A Bill to amend the 1967 Firearms Act was passed in the Upper House last Friday (July 22) with five amendments.
The modifications to the legislation form part of the government’s efforts to minimize the threat to public safety and national security posed by the proliferation of firearms, by streamlining the procedures for the issuing of licences, certificates and permits.
Minister of Justice and Attorney General, Senator A.J. Nicholson, who piloted the legislation, explained that the legislation sought to amend the principal act in order to establish a new, independent authority that would be responsible for the granting and revocation of licences, permits and certificates.
This authority, he said, would be composed of persons who were of high integrity and able to exercise sound judgment in fulfilling their responsibilities under the Act. The body would also have the power to hire competent staff and investigators. The Bill also makes provision for the establishment of a review board to hear appeals in respect of the refusal to grant or the revocation of licences, certificates and permits.
The Attorney General said the increased use of the gun has created havoc to a far greater extent than natural disasters, major traffic accidents and other occurrences. Furthermore, he noted that in recent times, there have been too many allegations of improprieties and irregularities in the granting of licences and permits on the part of competent authorities.
As such, he said, the Bill sought to revise policies and procedures in order to create a more efficient and effective regime. In addition, the licensing process is to be centralized in an effort to minimize and eliminate the corrupt practices and allow for regular audits and security reviews of all licensed holders and their weapons. It seeks to enable the development and maintenance of an inventory of all licences issued to private citizens and security firms. The Bill also revises the fines levied under the principal Act to more stringent costs.
Opposition Senator Arthur Williams, while supporting the legislation, proposed that it include the establishment of a National Firearms Registry, which would list the type of firearms and serial numbers, in addition to documenting ballistic records of all legally issued firearms. He also suggested that a period be inserted for the reviewing of all licences.
Senator Nicholson in his reply, pointed out that the authority to be established, would be responsible for all functions relating to documenting and keeping a registry of firearms. Where the suggestion for a reviewing of licences is concerned, Senator Nicholson said an amendment in this regard would counter provisions already in the Act, but could instead be made part of the functions of the authority. He said that further consultations could be held between both sides of the House to resolve concerns surrounding a review period, but noted that this was more of a policy than legislative issue.

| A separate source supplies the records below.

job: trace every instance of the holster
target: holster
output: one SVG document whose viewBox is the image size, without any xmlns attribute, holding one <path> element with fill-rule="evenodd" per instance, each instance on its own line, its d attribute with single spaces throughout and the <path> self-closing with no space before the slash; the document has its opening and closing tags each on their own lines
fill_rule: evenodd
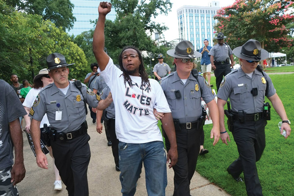
<svg viewBox="0 0 294 196">
<path fill-rule="evenodd" d="M 47 124 L 44 124 L 43 130 L 42 131 L 42 134 L 45 140 L 47 146 L 50 147 L 51 146 L 51 143 L 50 142 L 50 138 L 49 137 L 49 132 L 48 131 L 48 126 L 47 126 Z"/>
<path fill-rule="evenodd" d="M 268 102 L 264 104 L 264 116 L 267 121 L 270 121 L 270 105 Z"/>
</svg>

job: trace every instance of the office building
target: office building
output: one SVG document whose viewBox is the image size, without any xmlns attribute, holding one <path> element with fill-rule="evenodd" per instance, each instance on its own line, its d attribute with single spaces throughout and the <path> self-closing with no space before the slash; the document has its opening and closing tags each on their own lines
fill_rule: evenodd
<svg viewBox="0 0 294 196">
<path fill-rule="evenodd" d="M 218 21 L 213 17 L 220 8 L 220 2 L 212 1 L 208 4 L 208 6 L 184 5 L 177 10 L 179 38 L 191 42 L 197 50 L 204 46 L 205 39 L 213 46 L 213 38 L 216 36 L 214 27 Z"/>
<path fill-rule="evenodd" d="M 98 18 L 98 6 L 102 0 L 71 0 L 74 5 L 73 10 L 74 16 L 76 19 L 74 27 L 70 31 L 67 30 L 70 35 L 76 36 L 82 32 L 94 29 L 95 24 L 91 24 L 90 20 L 95 21 Z M 106 19 L 114 21 L 116 18 L 114 9 L 106 15 Z"/>
</svg>

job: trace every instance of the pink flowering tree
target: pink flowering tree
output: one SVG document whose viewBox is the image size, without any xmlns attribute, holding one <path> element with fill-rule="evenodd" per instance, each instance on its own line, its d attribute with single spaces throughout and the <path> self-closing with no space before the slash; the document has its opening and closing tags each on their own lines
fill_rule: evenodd
<svg viewBox="0 0 294 196">
<path fill-rule="evenodd" d="M 289 24 L 294 23 L 293 0 L 237 0 L 215 16 L 217 32 L 222 32 L 232 49 L 249 39 L 258 40 L 270 52 L 293 44 Z"/>
</svg>

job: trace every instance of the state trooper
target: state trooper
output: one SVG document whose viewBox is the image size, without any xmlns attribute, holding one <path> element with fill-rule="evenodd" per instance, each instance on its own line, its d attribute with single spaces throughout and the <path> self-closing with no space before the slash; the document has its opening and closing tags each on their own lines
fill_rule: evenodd
<svg viewBox="0 0 294 196">
<path fill-rule="evenodd" d="M 91 153 L 85 103 L 96 108 L 100 98 L 84 84 L 79 86 L 77 83 L 68 80 L 68 66 L 74 63 L 67 64 L 63 55 L 51 54 L 47 57 L 47 62 L 49 74 L 54 82 L 40 92 L 29 113 L 32 118 L 30 129 L 37 164 L 42 168 L 48 169 L 47 158 L 40 145 L 39 128 L 47 114 L 55 163 L 69 196 L 88 196 L 87 171 Z"/>
<path fill-rule="evenodd" d="M 207 103 L 213 122 L 211 138 L 213 145 L 220 139 L 219 112 L 214 100 L 215 95 L 206 80 L 196 73 L 193 74 L 193 62 L 201 54 L 194 50 L 192 44 L 184 40 L 167 51 L 174 57 L 177 70 L 163 78 L 161 87 L 167 98 L 173 119 L 178 162 L 172 167 L 174 172 L 173 196 L 190 196 L 190 181 L 195 172 L 200 148 L 200 135 L 205 115 L 203 116 L 201 98 Z M 168 150 L 170 144 L 166 137 Z"/>
<path fill-rule="evenodd" d="M 155 76 L 155 79 L 157 81 L 160 80 L 162 77 L 171 74 L 171 68 L 169 65 L 163 62 L 164 57 L 162 54 L 159 54 L 157 56 L 158 63 L 156 64 L 153 68 L 153 74 Z"/>
<path fill-rule="evenodd" d="M 261 48 L 259 42 L 252 39 L 234 49 L 233 52 L 239 58 L 242 66 L 223 78 L 218 92 L 221 140 L 227 145 L 227 139 L 230 141 L 224 127 L 225 114 L 239 153 L 238 158 L 227 171 L 237 181 L 242 181 L 240 175 L 243 172 L 247 195 L 262 196 L 256 162 L 260 160 L 266 147 L 265 127 L 267 120 L 270 120 L 270 106 L 269 103 L 264 103 L 265 96 L 281 117 L 281 134 L 286 130 L 286 138 L 291 131 L 290 122 L 270 78 L 256 69 L 260 61 L 269 57 L 269 52 Z M 231 110 L 228 107 L 228 110 L 224 112 L 224 106 L 229 98 Z"/>
<path fill-rule="evenodd" d="M 214 38 L 218 40 L 218 44 L 214 46 L 208 52 L 208 55 L 210 55 L 211 69 L 214 70 L 218 91 L 223 76 L 231 72 L 231 68 L 234 66 L 232 49 L 229 45 L 223 42 L 223 39 L 226 38 L 223 33 L 219 33 L 218 36 Z"/>
</svg>

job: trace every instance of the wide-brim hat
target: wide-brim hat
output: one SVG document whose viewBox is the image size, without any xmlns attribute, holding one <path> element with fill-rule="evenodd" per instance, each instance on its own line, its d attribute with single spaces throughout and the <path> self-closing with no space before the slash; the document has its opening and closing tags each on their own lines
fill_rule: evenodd
<svg viewBox="0 0 294 196">
<path fill-rule="evenodd" d="M 163 54 L 162 54 L 162 53 L 160 54 L 158 54 L 158 56 L 157 56 L 157 58 L 164 58 L 165 57 L 165 56 L 163 56 Z"/>
<path fill-rule="evenodd" d="M 249 61 L 261 61 L 269 56 L 269 52 L 261 48 L 260 42 L 252 39 L 234 49 L 233 53 L 238 58 Z"/>
<path fill-rule="evenodd" d="M 176 45 L 175 49 L 169 49 L 167 53 L 175 58 L 196 58 L 201 56 L 200 52 L 194 50 L 192 43 L 187 40 L 182 41 Z"/>
<path fill-rule="evenodd" d="M 59 68 L 60 67 L 68 66 L 74 65 L 74 63 L 68 64 L 65 60 L 64 56 L 59 53 L 52 53 L 47 57 L 46 59 L 48 70 Z"/>
<path fill-rule="evenodd" d="M 223 33 L 222 33 L 221 32 L 220 32 L 219 33 L 218 33 L 218 36 L 217 37 L 215 37 L 215 39 L 216 39 L 217 40 L 222 40 L 225 38 L 226 38 L 226 36 L 223 35 Z"/>
</svg>

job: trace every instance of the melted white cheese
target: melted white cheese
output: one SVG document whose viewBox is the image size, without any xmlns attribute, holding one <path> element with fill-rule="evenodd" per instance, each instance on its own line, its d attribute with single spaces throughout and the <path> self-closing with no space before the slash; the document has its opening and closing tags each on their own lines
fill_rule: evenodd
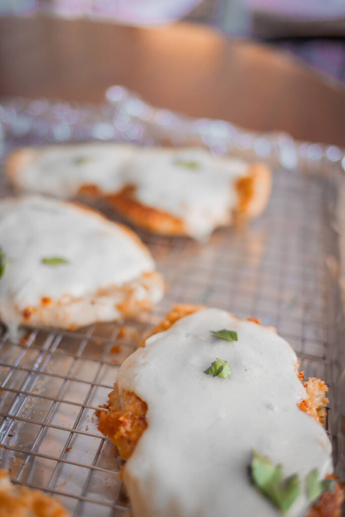
<svg viewBox="0 0 345 517">
<path fill-rule="evenodd" d="M 248 169 L 243 160 L 201 148 L 87 144 L 43 148 L 18 180 L 26 190 L 61 197 L 76 196 L 85 185 L 106 195 L 132 185 L 138 201 L 179 219 L 187 233 L 202 238 L 231 222 L 235 180 Z"/>
<path fill-rule="evenodd" d="M 121 226 L 88 209 L 38 196 L 0 202 L 0 246 L 6 261 L 0 313 L 7 324 L 20 323 L 22 311 L 39 306 L 42 298 L 83 298 L 155 269 L 148 252 Z M 67 263 L 42 262 L 56 257 Z"/>
<path fill-rule="evenodd" d="M 19 173 L 18 181 L 29 192 L 65 199 L 76 196 L 81 187 L 89 185 L 113 193 L 123 188 L 121 172 L 135 148 L 98 143 L 37 148 Z"/>
<path fill-rule="evenodd" d="M 235 330 L 233 343 L 210 330 Z M 228 379 L 204 371 L 216 357 Z M 322 427 L 297 404 L 306 397 L 296 357 L 274 332 L 224 311 L 188 316 L 146 341 L 124 362 L 117 381 L 148 405 L 148 427 L 124 470 L 136 517 L 277 517 L 251 484 L 254 449 L 297 473 L 301 495 L 289 517 L 302 517 L 307 475 L 332 470 Z"/>
</svg>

The Attorney General said further, that the present amendments did not mark the final changes to be made to the Act, as from the recent talks between National Security Minister, Dr. Peter Phillips and private sector representatives, the matter of importation and exportation and transshipment of guns would have to be addressed more fully, and further amendments made to the provision.
Meanwhile, Senator Kern Spencer, who is also Parliamentary Secretary in the National Security Ministry, said the amendments would contribute significantly to an improvement in public safety. He said he was pleased with the proposed increase in the sanctions, which he believed would act as a deterrent to crime as the current fines were “laughable”.The Bill was piloted in the House of Representatives on Wednesday,June 1.